In this now highly volatile environment, many may consider these high yield oil & gas options as a sensible long-term income producing investment. Below are the 2011 equity performance rates and present yields for four MLPs, Breitburn Energy Partners L.P. (BBEP), Calumet Specialty Products Partners LP (CLMT), Ferrellgas Partners LP (FGP), Martin Midstream Partners LP (MMLP), and three royalty trusts BP Prudhoe Bay Royalty Trust (BPT), MV Oil Trust (MVO) and San Juan Basin Royalty Trust (SJT). All of these equities are publicly traded in the United States and currently yield well over six percent (between 6.7% and 10.8%). I have provided their present yield, as well as their 1-month, 3-month and 6-month performance rates, and how far down each equity currently trades from its 52-week high (click to enlarge):
Several of these high-yield options did not have a great 2011, and all of the listed MLPs and trusts have depreciated over the last six months, with an average 6-month equity depreciation of 7.13 percent. Moreover, these companies average a 17.49% drop from their 52-week highs, with the equity of only two depreciating in the single digits (BPT and MVO), or to a comparable degree to their yield.
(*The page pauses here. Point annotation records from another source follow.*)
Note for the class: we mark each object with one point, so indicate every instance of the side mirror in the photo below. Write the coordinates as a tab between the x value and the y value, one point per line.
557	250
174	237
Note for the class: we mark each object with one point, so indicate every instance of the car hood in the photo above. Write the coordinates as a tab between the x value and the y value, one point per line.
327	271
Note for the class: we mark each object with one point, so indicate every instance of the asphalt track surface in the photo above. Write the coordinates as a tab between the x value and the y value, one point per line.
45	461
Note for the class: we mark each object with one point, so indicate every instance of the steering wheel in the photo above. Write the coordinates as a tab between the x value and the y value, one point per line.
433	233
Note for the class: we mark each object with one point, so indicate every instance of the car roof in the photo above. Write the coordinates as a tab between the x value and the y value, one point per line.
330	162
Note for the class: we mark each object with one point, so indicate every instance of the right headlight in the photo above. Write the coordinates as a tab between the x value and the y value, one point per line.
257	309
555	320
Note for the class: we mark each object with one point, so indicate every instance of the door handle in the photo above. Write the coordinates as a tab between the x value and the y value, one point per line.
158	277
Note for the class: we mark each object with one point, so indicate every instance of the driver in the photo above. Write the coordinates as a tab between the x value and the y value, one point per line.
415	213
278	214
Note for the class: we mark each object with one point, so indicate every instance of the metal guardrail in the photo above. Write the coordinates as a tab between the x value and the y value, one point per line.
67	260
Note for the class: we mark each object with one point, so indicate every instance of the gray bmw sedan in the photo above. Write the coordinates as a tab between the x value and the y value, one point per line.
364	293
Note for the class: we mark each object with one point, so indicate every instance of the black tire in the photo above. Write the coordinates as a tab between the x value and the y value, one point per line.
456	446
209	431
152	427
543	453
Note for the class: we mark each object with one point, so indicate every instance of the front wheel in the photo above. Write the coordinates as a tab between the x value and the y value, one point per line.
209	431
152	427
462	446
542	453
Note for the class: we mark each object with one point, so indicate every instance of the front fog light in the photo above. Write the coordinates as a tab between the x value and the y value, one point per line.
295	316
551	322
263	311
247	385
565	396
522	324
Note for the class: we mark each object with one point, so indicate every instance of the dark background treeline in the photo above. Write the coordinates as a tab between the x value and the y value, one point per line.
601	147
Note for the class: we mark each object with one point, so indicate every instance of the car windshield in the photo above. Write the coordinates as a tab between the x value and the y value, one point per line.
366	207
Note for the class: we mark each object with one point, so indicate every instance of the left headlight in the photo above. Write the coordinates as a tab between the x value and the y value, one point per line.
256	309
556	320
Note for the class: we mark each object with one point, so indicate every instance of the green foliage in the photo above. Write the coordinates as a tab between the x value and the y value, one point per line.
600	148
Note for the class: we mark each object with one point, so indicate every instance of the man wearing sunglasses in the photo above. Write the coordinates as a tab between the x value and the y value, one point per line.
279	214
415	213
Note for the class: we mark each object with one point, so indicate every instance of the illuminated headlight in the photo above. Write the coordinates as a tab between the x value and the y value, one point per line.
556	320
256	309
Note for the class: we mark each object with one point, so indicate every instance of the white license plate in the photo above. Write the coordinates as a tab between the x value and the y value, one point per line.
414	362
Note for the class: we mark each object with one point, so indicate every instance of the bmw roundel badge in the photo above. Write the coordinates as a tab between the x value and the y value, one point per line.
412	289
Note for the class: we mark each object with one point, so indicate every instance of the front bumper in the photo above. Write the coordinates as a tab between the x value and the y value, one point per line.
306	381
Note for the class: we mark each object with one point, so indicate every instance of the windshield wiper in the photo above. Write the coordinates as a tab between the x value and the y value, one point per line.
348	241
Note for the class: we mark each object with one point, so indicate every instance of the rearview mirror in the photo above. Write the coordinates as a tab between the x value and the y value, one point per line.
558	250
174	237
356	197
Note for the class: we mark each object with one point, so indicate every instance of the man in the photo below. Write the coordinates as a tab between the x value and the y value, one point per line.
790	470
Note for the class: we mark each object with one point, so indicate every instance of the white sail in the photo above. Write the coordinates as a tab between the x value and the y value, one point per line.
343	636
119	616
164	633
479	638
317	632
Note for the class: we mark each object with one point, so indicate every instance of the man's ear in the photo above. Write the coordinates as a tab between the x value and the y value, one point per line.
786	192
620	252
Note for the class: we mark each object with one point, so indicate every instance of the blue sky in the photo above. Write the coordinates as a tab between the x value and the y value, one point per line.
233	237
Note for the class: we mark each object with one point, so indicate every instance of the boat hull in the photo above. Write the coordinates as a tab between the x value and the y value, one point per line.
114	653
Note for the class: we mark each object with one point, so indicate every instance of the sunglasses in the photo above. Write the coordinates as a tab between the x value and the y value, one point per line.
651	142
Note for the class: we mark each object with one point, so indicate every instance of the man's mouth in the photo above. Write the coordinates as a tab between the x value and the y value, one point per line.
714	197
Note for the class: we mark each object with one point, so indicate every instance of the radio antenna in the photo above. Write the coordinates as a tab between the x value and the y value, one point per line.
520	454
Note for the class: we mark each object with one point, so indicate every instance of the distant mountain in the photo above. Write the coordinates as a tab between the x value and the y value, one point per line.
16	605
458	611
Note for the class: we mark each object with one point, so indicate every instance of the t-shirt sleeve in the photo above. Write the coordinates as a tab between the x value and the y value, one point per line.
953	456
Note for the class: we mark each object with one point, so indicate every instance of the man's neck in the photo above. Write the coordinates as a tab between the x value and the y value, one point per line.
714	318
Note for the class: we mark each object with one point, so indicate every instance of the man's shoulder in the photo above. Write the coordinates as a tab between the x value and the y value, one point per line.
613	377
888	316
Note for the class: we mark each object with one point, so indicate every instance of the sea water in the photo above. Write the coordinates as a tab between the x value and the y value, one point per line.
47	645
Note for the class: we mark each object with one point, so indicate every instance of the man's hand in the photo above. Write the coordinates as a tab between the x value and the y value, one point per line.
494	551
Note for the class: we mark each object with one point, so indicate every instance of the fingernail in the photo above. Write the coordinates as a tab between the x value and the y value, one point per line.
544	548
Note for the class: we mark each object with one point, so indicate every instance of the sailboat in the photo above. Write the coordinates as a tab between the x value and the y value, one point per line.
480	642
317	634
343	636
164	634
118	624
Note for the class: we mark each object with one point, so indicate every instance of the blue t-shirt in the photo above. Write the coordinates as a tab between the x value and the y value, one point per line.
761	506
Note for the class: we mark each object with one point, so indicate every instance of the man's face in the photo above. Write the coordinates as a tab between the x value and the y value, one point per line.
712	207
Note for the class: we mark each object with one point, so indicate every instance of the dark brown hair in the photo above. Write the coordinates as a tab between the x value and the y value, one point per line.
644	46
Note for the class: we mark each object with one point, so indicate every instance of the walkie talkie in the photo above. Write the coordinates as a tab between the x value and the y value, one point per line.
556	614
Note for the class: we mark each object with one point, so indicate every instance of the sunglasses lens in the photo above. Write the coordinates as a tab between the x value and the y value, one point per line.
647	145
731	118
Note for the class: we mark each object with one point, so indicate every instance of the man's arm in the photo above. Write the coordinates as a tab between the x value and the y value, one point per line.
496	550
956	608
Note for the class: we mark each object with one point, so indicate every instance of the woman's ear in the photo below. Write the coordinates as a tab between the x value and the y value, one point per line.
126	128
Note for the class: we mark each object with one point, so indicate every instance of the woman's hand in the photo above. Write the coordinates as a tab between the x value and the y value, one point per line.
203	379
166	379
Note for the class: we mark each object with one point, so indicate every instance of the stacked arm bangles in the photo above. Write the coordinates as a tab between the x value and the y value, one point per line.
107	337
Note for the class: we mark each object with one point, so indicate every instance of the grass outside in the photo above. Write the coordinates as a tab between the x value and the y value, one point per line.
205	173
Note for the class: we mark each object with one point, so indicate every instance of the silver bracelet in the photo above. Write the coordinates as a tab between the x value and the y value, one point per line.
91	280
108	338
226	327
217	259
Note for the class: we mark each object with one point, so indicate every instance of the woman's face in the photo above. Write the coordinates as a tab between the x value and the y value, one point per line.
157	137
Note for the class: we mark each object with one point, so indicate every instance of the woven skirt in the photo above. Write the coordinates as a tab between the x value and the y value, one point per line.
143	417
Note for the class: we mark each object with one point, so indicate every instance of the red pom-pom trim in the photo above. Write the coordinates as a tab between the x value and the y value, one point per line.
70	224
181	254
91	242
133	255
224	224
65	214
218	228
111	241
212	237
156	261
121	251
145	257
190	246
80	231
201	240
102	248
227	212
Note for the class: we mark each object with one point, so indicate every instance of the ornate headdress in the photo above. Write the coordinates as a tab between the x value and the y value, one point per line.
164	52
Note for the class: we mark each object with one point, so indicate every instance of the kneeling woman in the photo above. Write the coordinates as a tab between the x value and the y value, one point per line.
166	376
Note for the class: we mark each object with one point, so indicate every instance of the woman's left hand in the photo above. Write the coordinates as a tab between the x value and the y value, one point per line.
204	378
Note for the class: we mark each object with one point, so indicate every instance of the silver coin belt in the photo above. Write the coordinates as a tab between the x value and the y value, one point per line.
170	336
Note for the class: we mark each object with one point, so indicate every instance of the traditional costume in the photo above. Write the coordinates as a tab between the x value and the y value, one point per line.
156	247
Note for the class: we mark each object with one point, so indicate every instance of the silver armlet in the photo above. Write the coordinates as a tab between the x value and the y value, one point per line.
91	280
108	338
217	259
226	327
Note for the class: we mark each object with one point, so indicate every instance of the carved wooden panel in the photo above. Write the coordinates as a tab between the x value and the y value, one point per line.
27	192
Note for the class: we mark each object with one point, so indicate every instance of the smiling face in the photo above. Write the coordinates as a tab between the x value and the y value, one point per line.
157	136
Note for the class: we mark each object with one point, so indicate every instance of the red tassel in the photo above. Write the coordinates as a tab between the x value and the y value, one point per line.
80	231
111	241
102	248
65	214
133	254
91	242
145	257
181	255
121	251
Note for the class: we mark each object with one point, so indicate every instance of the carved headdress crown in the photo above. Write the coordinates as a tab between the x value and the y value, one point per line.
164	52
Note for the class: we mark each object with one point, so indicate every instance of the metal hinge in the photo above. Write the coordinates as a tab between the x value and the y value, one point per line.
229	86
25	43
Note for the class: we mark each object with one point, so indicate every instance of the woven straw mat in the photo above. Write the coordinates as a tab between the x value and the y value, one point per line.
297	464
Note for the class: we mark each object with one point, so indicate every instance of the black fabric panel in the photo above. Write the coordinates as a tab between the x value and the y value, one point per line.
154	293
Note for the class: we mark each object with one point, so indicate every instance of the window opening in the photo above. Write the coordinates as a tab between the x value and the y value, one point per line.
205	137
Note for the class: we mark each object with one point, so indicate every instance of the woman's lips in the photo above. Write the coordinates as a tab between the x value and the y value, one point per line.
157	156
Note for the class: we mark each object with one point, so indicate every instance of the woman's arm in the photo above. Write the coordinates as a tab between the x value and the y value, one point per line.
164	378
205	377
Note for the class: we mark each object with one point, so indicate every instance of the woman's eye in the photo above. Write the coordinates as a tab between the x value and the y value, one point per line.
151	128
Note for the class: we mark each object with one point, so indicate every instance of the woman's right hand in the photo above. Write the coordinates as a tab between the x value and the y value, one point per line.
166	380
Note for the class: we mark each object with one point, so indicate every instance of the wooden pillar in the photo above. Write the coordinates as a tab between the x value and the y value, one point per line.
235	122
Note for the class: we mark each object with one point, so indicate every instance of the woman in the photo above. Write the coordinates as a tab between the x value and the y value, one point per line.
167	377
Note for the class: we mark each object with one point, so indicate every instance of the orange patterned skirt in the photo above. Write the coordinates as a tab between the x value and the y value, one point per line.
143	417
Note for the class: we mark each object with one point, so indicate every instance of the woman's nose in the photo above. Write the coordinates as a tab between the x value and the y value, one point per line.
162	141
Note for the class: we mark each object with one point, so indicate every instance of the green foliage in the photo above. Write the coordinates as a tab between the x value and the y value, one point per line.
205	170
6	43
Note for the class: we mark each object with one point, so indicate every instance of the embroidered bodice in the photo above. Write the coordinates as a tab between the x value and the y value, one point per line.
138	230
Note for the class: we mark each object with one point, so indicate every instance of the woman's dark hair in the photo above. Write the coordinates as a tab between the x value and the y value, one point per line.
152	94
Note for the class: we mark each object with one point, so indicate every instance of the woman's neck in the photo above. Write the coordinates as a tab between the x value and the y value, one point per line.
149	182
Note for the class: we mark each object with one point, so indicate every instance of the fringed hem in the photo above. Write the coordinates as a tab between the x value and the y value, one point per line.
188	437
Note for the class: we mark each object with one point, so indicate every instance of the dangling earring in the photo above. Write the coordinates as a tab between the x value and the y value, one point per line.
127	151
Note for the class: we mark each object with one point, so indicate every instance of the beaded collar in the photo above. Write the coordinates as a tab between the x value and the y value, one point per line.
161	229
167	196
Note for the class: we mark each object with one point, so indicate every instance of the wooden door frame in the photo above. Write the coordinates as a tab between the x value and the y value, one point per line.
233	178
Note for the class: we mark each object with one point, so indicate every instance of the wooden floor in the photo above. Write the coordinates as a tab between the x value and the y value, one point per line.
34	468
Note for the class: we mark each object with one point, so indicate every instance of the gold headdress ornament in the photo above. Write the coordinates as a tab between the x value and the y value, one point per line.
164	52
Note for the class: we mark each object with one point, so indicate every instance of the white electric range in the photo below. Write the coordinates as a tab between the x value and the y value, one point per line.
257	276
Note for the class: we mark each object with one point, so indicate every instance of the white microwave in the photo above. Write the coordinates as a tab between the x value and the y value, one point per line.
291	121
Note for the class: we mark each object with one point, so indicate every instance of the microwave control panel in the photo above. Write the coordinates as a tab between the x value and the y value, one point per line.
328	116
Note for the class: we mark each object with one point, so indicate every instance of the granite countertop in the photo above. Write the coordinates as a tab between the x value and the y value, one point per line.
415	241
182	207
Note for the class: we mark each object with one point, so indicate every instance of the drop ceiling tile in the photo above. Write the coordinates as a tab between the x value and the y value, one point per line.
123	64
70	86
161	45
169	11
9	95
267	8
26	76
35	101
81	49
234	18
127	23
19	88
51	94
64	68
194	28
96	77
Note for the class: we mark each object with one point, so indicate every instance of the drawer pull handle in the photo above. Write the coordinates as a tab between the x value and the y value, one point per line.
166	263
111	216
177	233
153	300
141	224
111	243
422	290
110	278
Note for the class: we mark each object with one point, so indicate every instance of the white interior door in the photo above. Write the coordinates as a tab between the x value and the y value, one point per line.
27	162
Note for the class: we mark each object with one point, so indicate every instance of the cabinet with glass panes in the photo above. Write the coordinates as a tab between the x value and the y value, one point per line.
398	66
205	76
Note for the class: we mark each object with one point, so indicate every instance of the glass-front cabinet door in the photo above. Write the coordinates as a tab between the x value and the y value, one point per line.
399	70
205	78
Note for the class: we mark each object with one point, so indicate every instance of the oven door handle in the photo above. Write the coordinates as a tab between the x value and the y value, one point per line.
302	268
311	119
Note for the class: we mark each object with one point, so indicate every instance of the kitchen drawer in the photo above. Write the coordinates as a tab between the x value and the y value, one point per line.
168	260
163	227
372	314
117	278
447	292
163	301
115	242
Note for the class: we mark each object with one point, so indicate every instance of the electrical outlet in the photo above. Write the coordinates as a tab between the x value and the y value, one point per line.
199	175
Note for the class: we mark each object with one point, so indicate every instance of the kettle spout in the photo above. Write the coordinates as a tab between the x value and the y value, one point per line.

Over the last month and quarter, though, BPT, BBEP, CLMT, MMLP and MVO have all performed well, appreciating along with the broader market while also providing three to four times the average yield.
The royalty trusts have considerably more direct exposure to oil and gas prices, while the MLPs are more directly connected to demand for them. MLPs have developed a great deal of popularity over the last few years, and it is likely that the asset class will continue to grow over the next few years. Royalty trusts cannot grow individually, but it is likely that new trusts will be developed as property owners continue to develop more tax-efficient methods of monetizing oil and gas production and distribution.
Disclaimer: This article is intended to be informative, and should not be construed as personalized advice, as it does not take into account your specific situation or objectives.